Some hydrocarbon formations accessed by wellbores do not have adequate natural pressure to cause the hydrocarbons to rise to the surface on their own. In these wells, artificial lift systems can encourage production for such formations. For example, pumps used in the wellbore or at the well's surface can produce fluids to the surface, or gas injection into the wellbore can lighten the weight of fluids and facilitate their movement towards the surface.
In other techniques, a compressible fluid, such as pressurized steam, is injected into the wellbore or an adjacent wellbore to improve production. This is especially useful in a producing field having formations with heavy oil because the heat and pressure of the injected steam reduces the viscosity of oil.
To perform steam injection, operators isolate zones of interest at different depths in the wellbore with packers and then inject steam into the wellbore to the zones. Because each wellbore includes production zones with varying natural pressures and permeability, the amount of injected steam can vary between zones.

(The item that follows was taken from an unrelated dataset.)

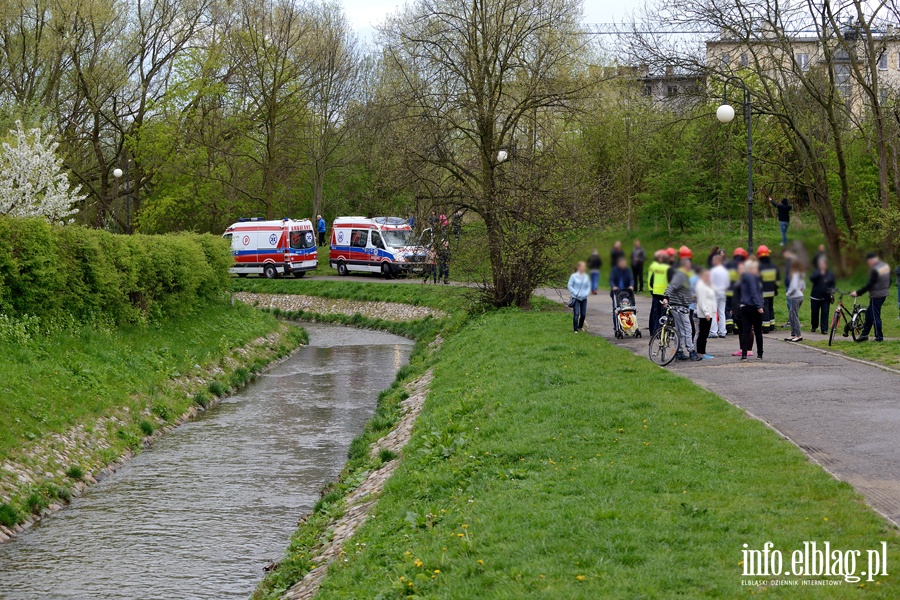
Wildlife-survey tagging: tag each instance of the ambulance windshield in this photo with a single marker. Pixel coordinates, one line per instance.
(397, 238)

Although separate conduits can be used between the injection source and each zone, operators preferably use a single toolstring to carry the steam to the multiple zones. For example, FIG. 1 shows a section of a wellbore 10 having steam injection mandrels 50 according to the prior art disposed on a toolstring 20 downhole. Perforated areas of the wellbore 10 correspond to the zones to be injected with steam.
The mandrels 50 have one or more nozzles 60 that inject steam from the tubing string 20 to the zones of interest. Packers 26 isolate each zone to ensure that steam leaving the mandrel's nozzles 60 travels thorough the adjacent perforations 14 in the casing 12 to the desired zones. At the surface, surface equipment 30 controls injection pressures, injection rates, and steam quality during the steam injection operations.

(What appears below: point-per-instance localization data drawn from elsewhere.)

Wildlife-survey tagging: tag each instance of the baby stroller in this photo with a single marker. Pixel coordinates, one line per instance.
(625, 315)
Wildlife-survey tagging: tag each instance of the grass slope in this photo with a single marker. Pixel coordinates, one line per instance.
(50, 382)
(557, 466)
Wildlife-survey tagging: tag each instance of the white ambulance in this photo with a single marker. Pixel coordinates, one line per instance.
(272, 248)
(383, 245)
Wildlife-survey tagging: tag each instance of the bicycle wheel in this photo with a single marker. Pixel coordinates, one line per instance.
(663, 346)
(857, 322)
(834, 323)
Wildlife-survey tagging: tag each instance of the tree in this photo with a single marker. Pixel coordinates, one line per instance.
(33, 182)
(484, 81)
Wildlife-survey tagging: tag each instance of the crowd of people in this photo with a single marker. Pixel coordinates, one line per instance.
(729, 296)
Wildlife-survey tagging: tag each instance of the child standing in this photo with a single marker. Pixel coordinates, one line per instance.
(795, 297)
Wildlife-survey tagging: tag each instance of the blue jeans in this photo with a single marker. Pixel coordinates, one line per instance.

FIG. 2 shows an isolated view of a prior art steam injection tool 50. This tool 50 is similar to that used in the “SteamSaver Injection System” available from the Assignee of the present disclosure. Additionally, this tool 50 is similar to the steam injection tool disclosed in commonly owned U.S. Pat. No. 6,708,763, which is incorporated herein by reference in its entirety.
The tool 50 has a tubular body 52 with apertures 54 for passage of steam. A sleeve 56 disposed on the body 52 contains the steam, which is directed to nozzles 60 on the end of the sleeve 56. Each nozzle 60 injects a predetermined amount of the steam into the wellbore, and this amount is determined in part by the supply pressure at the surface and the characteristics of the nozzles 60. An extension 70 conveys additional steam not passing through the apertures 54 further downhole from the tool 50 to other tools on the toolstring (20; FIG. 1). A diverter 72 can be disposed on this extension 70 to divert the steam exiting the nozzles 60.
Once the wellbore 10 of FIG. 1 is treated with steam using a tool 50 as in FIG. 2, the toolstring 20 is removed so a separate production string (not shown) can be run downhole to obtain production fluids. As will be appreciated, removing one toolstring and deploying another is a time consuming and expensive process. Rather than pulling the toolstring 20 and steam injection tools 50, it would be helpful if wellbore fluid could be produced with the existing toolstring in the wellbore. Unfortunately, producing fluids through a steam injection toolstring 20 with these prior art tools 50 has not been possible due to a number of problems and limitations, such as clogging, loss of steam quality, and poor production flow.
The subject matter of the present disclosure is directed to overcoming, or at least reducing the effects of, one or more of the problems set forth above.